I lived for nearly two years on an island off the south coast where there was no phone, no electricity, no roads. The boat took over seven hours, stopping at all the other islands. Especially in the summertime they’d be crowded, people getting seasick, carrying chickens and things like that. It was one of the beautiful spots in Korea, but I watched a lot of people perish out there. Sometimes the skin scabs would break out from malnutrition. We were doing relief. Yellow cornmeal came in from American agencies. People were hungry so they had no choice but to eat it, although some people exchanged the cornmeal for rice. We ran a kitchen as part of our middle school, and we gave the kids a hot lunch. Although we were living on an island, it was the hardest place in the world to find fish. Any fish that was caught was exported directly to Japan. Very few of the people could afford to buy it themselves.
Many of the mountains around were bare after the Korean War. After 1968, every May the big thing was to go out and plant trees, green belts around the cities. About 1968 or so the troops came from the North trying to assassinate Park Chung-hee. So places around Seoul were out of bounds, and army camps were brought in. That preserved the trees because people were stopped from cutting them. In the wintertime the women went down and collected the pine needles, and carried on their heads big loads of pine needles, which they made into bales and used as firewood. Collecting branches was allowed, but you were liable to be accused of cutting trees and fined if somebody needed a bit of money. In the countryside you’d see smoke coming up from the houses for the evening meal. The fuel was either straw or pine needles.
The army ruled the roost. I remember having an argument with them, hot-blooded Irish that I am. In the summertime I used to go out with the students to work in the countryside with the farmers.
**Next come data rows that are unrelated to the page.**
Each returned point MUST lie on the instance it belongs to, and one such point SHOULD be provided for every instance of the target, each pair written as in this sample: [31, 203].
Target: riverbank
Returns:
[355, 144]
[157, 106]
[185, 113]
Afterwards we’d go to the seaside for a few days. Once we were staying in a hostel with a courtyard, and the students wanted to have a campfire. The army said they couldn’t. So the students argued back and cajoled, and finally they were told,
“OK, build a campfire, light it, take a photograph and then put it out immediately.”
“Why?”
“Well, the North Korean boats will see it.”
We were inside a square building with only a small door coming into it. This was completely illogical. It was all about control, really, and a lot of it was done by young soldiers out of envy and jealousy for university students who were enjoying themselves.
The beaches were barricaded off by wires and guarded by soldiers, but some of them were opened up in the summertime. The students used to go there with tents and music. One night I was there with a group of students, and a soldier came in and turned off the music with no explanation. One of the students said, “He’s on guard duty, so how dare we enjoy ourselves.”
Another time there was a school sports competition, and on the third day in there were army trucks set in position all around the playing field. They were going to be there for two weeks for army maneuvers. Nobody apologized. The soldiers were the same age as our students. They put a truck on the basketball court, and they were driving onto the soccer goal area. We asked if they could wait just five minutes, but of course the guy wouldn’t move the truck off the soccer field. It was a strange game trying to move around a truck to score a goal. The army wouldn’t give an inch.